Geçtiğimiz sezon başında ingiltere Premier Ligi ekiplerinden Sunderland;e 6 M euro karşılığında transferi gerçekleşen Lorik Cana, ilk sezonunda takımının lider oyuncusu konumuna gelerek bir futbol deneyiminden daha başarılı ayrıldı. Cana, geçtiğimiz sezon takımıyla 35 maça çıktı.

Agresif, mücadeleci ve inatçı futbolu, liderlik özelliği ve oyuna iki yönlü katkısıyla son derece önemli bir futbolcu olan Lorik Cana, artık orta sahadaki mücadelesine Galatasaray;ın başarısı adına devam edecek.
nedense başarılı olmasını çok istediğim,savaşçı,inatçı Arnavut orta saha.
nihayet belediye maçında sahaya ilk 11 de çıkacaktır.
galatasaray' a çok büyük güç katacağına inandığım ön libero. inanılmaz bir mücadele gücüne ve savaşçı bir ruha sahip. henüz hazır değil belli ama bu takımda barış özbek sırf mücadeleci diye oynuyorsa cana' nın forması garantidir.
dün kü belediye maçında oyunda kaldığı süre ile oyundan çıktıktan sonra ki galatasaray farkını gördükten sonra zamanla galatasaray'ın vazgeçilmez oyuncusu olacağını göstermiş futbolcu.
türk vatandaşı olursa adının lorik canalır veya lorik kanalır şeklinde olabileceğini umduğum gerçek savaşçı futbolcu...
futbolculuğu tartışılabilir ama tam bir profosyonel bu adam. kendisine verilen görevi en layıkıyla yapmaya çalışıyor sahada . 1 ekim 2010 kardemir karabükspor galatasaray maçı'nda küfür edilir gibi henüz daha 26. dakikada oyundan alınırken en ufak bir sitem, en ufak bir tavır göstermedi, geçti yedek kulübesine giydi tişörtünü içti suyunu heyecanla takımını izlemeye devam etti. savaşçı ruhu olan böyle adamları kolayca kaybetmemek lazım. aydın yılmaz'a gösterilen sabrın yarısını göstersek yeterli. rıdvan dilmen'e göre türkiye liglerinde 80 tane lisanslı futbolcu varmış cana gibi. çüş be rıdvan o kadar da değil!
deniz barış ile maldonado karışımı.
kariyerinde oynadığı en büyük takımlar sunderland ve galatasaray olmasına rağmen, dünyanın en iyi 5 liberosu arasına girebiliyormuş.

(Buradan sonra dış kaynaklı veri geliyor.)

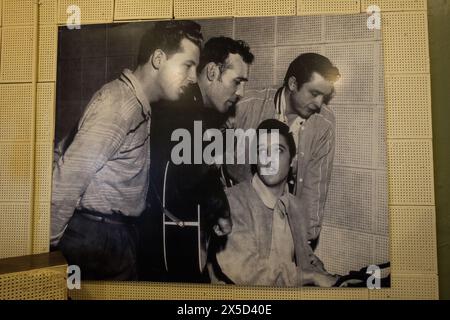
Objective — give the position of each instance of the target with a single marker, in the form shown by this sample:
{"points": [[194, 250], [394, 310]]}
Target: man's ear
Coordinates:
{"points": [[157, 58], [212, 71], [292, 83]]}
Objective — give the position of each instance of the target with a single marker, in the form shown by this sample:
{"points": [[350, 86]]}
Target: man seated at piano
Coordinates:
{"points": [[268, 243]]}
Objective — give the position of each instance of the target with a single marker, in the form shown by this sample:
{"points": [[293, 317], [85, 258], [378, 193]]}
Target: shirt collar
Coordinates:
{"points": [[267, 197], [129, 78], [281, 109]]}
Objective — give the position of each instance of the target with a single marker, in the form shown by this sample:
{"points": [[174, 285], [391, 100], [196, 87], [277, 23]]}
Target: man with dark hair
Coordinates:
{"points": [[102, 172], [223, 70], [301, 103], [268, 244]]}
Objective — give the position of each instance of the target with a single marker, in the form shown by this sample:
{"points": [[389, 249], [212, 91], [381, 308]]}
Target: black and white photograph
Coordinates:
{"points": [[246, 151]]}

başka sorum yok sayın yargıç.
en azından 1 sene zaman tanınması ve as takımla oynaması gereken bir adam. malumunuz daha galatasarayın ideal onbiri biraraya gelmedi. umarım ideal onbir içerisinde oynamaya başladıktan sonra diğerleri ile beraber (pino, misi ...) ileriki zamanlarda performansı artacaktır.
galatasaray'dan önce oynadığı takımlara bakalım; paris saint germain, olympique de marseille, sunderland. marseille'da kaptan oynadı bu adam yavrum. ne demek bilir misin?

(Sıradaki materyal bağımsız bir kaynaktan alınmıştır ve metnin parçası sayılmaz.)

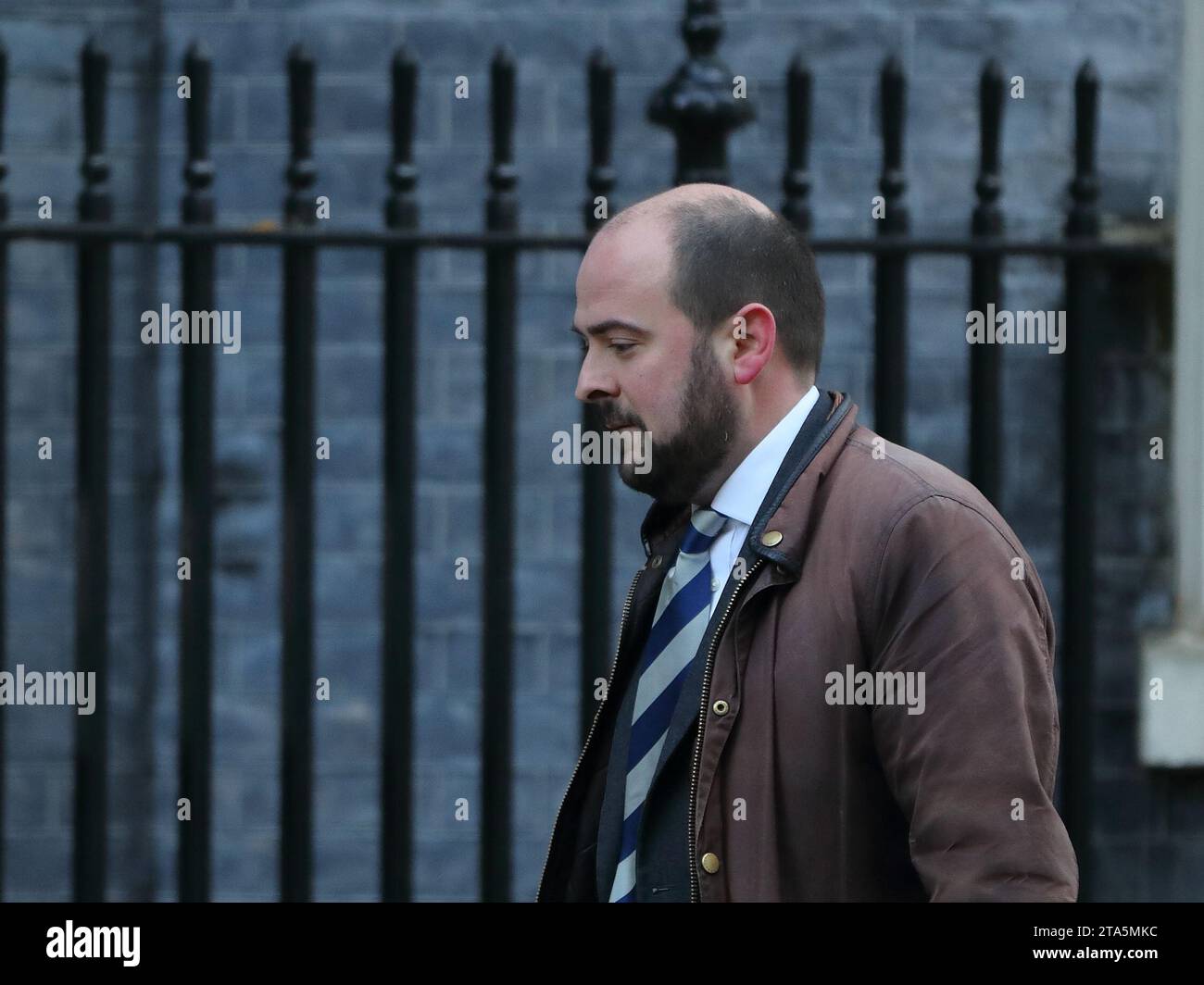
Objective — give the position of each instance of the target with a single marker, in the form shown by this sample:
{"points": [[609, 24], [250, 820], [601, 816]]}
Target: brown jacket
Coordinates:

eh, ah, ah. ayrıca arnavutluk takımında da 40 kez milli formayı giymiş aslan parçasıdır.

edit: ha bir de bu adamı maldonado'yla falan kıyaslamak bildiğin cahillik, geri zekalılık, düz adamlıktır. bu ayrımı iyi yapmak lazım, evet.
şu kötü gidişatta en ufak payı yoktur. biz galatasaraylılar için bir umuttur. güveniyoruz kendisine, sabrediyoruz. savaşçı olduğunu biliyoruz ve istediğimiz seviyeye geleceğinden eminiz. gerisini salla.
galatasaray'ın büyük transferidir. öyle büyük bir koz ki hala saklıyor galatasaray onu. bakalım ne zaman kullanacak *
sanırım aptala anlatır gibi anlatmak lazım.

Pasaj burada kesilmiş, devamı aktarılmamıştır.